Reliable and punchy.
An old book, a tits and bits insurance agent, an ex-intelligence bully, a rich chick on Malibu beach, a bitter ex-girlfriend somebody called “Virgie”, a short tight crooked alcoholic cop, and a Go-Between man who gets an Eviction Notice and a letter from the Wall Street Journal saying he could get rich if only he subscribed for six months.
In six months and a week, Philip St. Ives has earned $75,000, received 2 invitations to live and play with a woman, one in NYC and one on Malibu Beach, failed but then found an old book, but not before somebody shot a bullet through it.

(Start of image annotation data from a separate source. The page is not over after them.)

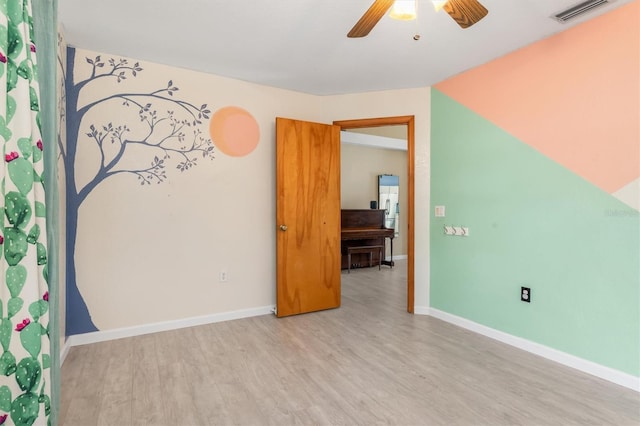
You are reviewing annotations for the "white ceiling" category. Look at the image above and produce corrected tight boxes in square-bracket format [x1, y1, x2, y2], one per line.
[58, 0, 636, 95]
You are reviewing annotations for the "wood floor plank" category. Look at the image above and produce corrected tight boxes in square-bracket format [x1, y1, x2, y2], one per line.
[60, 260, 640, 426]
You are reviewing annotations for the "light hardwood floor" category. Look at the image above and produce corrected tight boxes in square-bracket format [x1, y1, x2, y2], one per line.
[60, 262, 640, 426]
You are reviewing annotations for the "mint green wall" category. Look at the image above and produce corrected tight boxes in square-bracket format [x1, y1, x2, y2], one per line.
[430, 89, 640, 376]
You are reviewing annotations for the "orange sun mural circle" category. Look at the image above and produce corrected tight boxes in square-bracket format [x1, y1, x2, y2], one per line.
[209, 106, 260, 157]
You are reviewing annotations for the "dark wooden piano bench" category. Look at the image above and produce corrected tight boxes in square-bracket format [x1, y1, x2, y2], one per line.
[347, 246, 384, 274]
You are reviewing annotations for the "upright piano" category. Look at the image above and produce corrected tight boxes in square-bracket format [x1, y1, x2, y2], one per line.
[340, 209, 394, 269]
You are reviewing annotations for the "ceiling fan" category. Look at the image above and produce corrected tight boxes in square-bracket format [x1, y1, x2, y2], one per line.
[347, 0, 489, 38]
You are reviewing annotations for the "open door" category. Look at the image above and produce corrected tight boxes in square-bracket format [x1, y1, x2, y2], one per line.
[276, 118, 340, 317]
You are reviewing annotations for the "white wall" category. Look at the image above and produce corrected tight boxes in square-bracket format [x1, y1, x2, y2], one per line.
[67, 50, 429, 330]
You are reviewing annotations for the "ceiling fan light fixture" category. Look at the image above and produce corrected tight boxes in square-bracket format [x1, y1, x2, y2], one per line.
[389, 0, 418, 21]
[431, 0, 449, 12]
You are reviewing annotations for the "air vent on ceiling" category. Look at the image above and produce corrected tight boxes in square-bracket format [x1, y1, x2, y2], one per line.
[553, 0, 615, 24]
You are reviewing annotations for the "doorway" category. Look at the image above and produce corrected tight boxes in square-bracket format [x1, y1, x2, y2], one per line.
[333, 116, 415, 313]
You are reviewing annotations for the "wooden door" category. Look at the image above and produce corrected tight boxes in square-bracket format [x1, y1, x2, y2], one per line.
[276, 118, 340, 317]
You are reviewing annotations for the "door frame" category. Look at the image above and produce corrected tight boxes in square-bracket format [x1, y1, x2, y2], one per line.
[333, 115, 415, 313]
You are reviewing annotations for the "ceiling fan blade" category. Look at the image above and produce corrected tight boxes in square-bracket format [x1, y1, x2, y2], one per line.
[347, 0, 394, 38]
[443, 0, 489, 28]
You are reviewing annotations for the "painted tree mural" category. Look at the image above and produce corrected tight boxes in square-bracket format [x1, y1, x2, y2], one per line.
[59, 48, 214, 335]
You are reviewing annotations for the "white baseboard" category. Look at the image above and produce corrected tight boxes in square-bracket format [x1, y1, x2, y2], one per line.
[60, 306, 275, 352]
[414, 306, 640, 392]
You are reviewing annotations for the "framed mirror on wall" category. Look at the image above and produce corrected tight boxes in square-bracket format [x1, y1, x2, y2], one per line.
[378, 175, 400, 237]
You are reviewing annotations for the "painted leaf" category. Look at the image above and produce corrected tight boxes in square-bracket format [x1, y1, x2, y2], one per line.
[7, 157, 35, 195]
[20, 322, 42, 367]
[16, 59, 31, 81]
[7, 96, 18, 123]
[27, 223, 40, 244]
[0, 385, 11, 413]
[35, 201, 47, 217]
[7, 297, 24, 318]
[4, 191, 32, 229]
[33, 144, 42, 163]
[7, 59, 18, 93]
[18, 138, 33, 158]
[7, 20, 24, 60]
[0, 352, 16, 378]
[3, 228, 29, 266]
[5, 265, 27, 297]
[36, 242, 47, 265]
[42, 354, 51, 369]
[29, 300, 49, 321]
[29, 87, 40, 111]
[0, 318, 13, 352]
[16, 358, 42, 392]
[11, 393, 40, 426]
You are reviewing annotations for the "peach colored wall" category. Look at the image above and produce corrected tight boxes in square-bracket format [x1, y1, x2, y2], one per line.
[434, 1, 640, 197]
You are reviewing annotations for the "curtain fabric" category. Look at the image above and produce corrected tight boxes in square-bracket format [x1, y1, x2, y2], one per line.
[0, 0, 51, 425]
[32, 0, 62, 425]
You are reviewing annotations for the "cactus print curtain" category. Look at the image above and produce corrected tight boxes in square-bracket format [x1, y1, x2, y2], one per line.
[0, 0, 51, 425]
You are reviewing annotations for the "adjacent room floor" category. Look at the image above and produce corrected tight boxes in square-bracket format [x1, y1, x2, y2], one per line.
[60, 261, 640, 426]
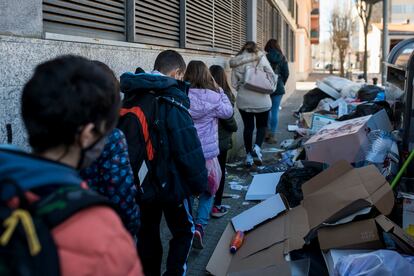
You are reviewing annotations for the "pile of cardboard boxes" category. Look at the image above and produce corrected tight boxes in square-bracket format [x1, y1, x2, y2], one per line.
[207, 161, 414, 276]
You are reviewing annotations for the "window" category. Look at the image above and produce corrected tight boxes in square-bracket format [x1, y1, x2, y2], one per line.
[43, 0, 247, 53]
[135, 0, 180, 47]
[186, 0, 247, 52]
[43, 0, 126, 40]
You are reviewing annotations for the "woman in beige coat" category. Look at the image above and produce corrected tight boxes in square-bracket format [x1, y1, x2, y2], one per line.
[230, 41, 273, 166]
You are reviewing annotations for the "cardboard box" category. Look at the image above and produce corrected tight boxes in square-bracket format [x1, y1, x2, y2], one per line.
[206, 161, 394, 276]
[318, 219, 384, 251]
[231, 194, 287, 232]
[245, 172, 284, 200]
[322, 249, 372, 275]
[304, 110, 392, 165]
[400, 192, 414, 235]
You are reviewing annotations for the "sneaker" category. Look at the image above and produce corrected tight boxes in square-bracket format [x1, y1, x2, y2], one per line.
[211, 205, 229, 218]
[246, 153, 254, 167]
[193, 224, 204, 249]
[266, 133, 277, 144]
[252, 145, 263, 166]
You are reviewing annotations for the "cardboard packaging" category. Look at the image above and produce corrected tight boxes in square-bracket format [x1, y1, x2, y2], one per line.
[206, 161, 394, 276]
[304, 110, 392, 165]
[400, 193, 414, 235]
[245, 172, 284, 200]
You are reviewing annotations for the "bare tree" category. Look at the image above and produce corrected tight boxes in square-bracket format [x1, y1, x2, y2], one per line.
[355, 0, 381, 82]
[330, 8, 353, 77]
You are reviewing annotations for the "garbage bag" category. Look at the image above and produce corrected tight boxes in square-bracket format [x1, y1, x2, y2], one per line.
[337, 101, 394, 122]
[276, 161, 327, 208]
[357, 85, 384, 102]
[341, 82, 363, 99]
[299, 88, 333, 113]
[334, 250, 414, 276]
[316, 98, 335, 111]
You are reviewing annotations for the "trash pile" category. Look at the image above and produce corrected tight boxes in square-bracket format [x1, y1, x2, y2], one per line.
[206, 77, 414, 276]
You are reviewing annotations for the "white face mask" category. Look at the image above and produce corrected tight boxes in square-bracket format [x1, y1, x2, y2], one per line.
[77, 136, 106, 170]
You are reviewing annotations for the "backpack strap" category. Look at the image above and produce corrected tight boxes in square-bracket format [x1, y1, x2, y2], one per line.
[34, 186, 116, 229]
[120, 106, 154, 161]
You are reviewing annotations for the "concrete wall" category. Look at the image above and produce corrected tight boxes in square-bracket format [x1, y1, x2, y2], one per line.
[0, 36, 241, 151]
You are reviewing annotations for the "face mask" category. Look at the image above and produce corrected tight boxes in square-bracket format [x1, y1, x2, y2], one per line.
[78, 136, 106, 170]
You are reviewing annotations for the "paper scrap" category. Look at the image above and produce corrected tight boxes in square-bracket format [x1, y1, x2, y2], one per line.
[288, 125, 299, 131]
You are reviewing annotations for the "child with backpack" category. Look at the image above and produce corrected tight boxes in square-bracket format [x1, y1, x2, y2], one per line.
[81, 60, 140, 239]
[210, 65, 237, 218]
[0, 56, 143, 275]
[184, 60, 233, 249]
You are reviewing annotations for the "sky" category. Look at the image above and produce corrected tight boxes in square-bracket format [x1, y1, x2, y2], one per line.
[319, 0, 353, 41]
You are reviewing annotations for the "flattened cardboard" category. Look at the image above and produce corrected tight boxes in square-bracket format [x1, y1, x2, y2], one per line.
[245, 172, 284, 200]
[304, 110, 392, 165]
[375, 215, 414, 255]
[207, 161, 392, 276]
[318, 219, 384, 251]
[231, 194, 286, 232]
[322, 249, 371, 275]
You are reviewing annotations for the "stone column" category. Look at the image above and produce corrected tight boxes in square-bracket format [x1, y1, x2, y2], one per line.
[0, 0, 43, 38]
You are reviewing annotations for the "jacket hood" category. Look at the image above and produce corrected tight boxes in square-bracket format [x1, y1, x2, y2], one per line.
[229, 52, 265, 68]
[189, 88, 222, 119]
[267, 49, 285, 63]
[121, 72, 190, 108]
[0, 147, 83, 200]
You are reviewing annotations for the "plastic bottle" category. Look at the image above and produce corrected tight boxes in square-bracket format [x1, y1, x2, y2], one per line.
[230, 231, 244, 254]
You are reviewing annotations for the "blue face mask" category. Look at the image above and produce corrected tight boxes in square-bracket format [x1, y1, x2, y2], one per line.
[77, 135, 106, 170]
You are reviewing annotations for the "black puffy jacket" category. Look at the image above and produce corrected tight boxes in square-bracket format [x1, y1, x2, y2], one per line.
[121, 73, 207, 202]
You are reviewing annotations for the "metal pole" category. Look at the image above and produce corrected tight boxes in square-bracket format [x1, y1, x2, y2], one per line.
[382, 0, 389, 85]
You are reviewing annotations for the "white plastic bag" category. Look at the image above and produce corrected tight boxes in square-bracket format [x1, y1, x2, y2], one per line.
[334, 250, 414, 276]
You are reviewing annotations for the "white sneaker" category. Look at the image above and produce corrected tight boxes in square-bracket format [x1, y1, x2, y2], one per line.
[246, 153, 254, 167]
[252, 145, 263, 166]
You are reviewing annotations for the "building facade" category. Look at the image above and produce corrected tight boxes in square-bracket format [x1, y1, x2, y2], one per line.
[0, 0, 310, 149]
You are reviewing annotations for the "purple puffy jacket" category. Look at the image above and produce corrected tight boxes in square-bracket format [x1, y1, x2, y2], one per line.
[188, 88, 233, 160]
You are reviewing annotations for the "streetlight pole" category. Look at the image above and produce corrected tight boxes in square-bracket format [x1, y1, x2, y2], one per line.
[381, 0, 389, 85]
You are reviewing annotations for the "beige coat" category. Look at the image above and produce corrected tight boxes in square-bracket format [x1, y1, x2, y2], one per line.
[230, 52, 273, 113]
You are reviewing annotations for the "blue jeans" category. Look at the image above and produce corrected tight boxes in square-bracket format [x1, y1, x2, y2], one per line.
[268, 95, 283, 133]
[191, 192, 214, 228]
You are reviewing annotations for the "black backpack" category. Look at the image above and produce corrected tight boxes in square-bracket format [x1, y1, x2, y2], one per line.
[0, 181, 114, 276]
[118, 92, 168, 203]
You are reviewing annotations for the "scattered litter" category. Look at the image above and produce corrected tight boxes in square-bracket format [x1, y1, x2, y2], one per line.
[262, 148, 283, 153]
[226, 161, 243, 168]
[288, 125, 299, 131]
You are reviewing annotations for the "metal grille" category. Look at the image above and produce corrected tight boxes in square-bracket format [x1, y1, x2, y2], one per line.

At the end, on his way back to New York, his trusty helper asks him if there’s anything he can study in University to help him become a Go-Between man. St. Ives thinks about it for a while and says “Ethics, you might study Ethics.”
Autumn in the Vineyard
by Marina Adair
There’s always a girl. She’s either poor, or she’s lost all her money; she’s either alone, or she’s been disowned; she’s either socially incompetent, or she’s incited by her own humiliation. This time, it’s Frankie Baudouin and she wants to grow grapes on her own land and make wine. She wants to compete with the big boys. But she has to work with them — or at least one of them — in order to get what she wants. Readable, despite the author’s humiliation fetish.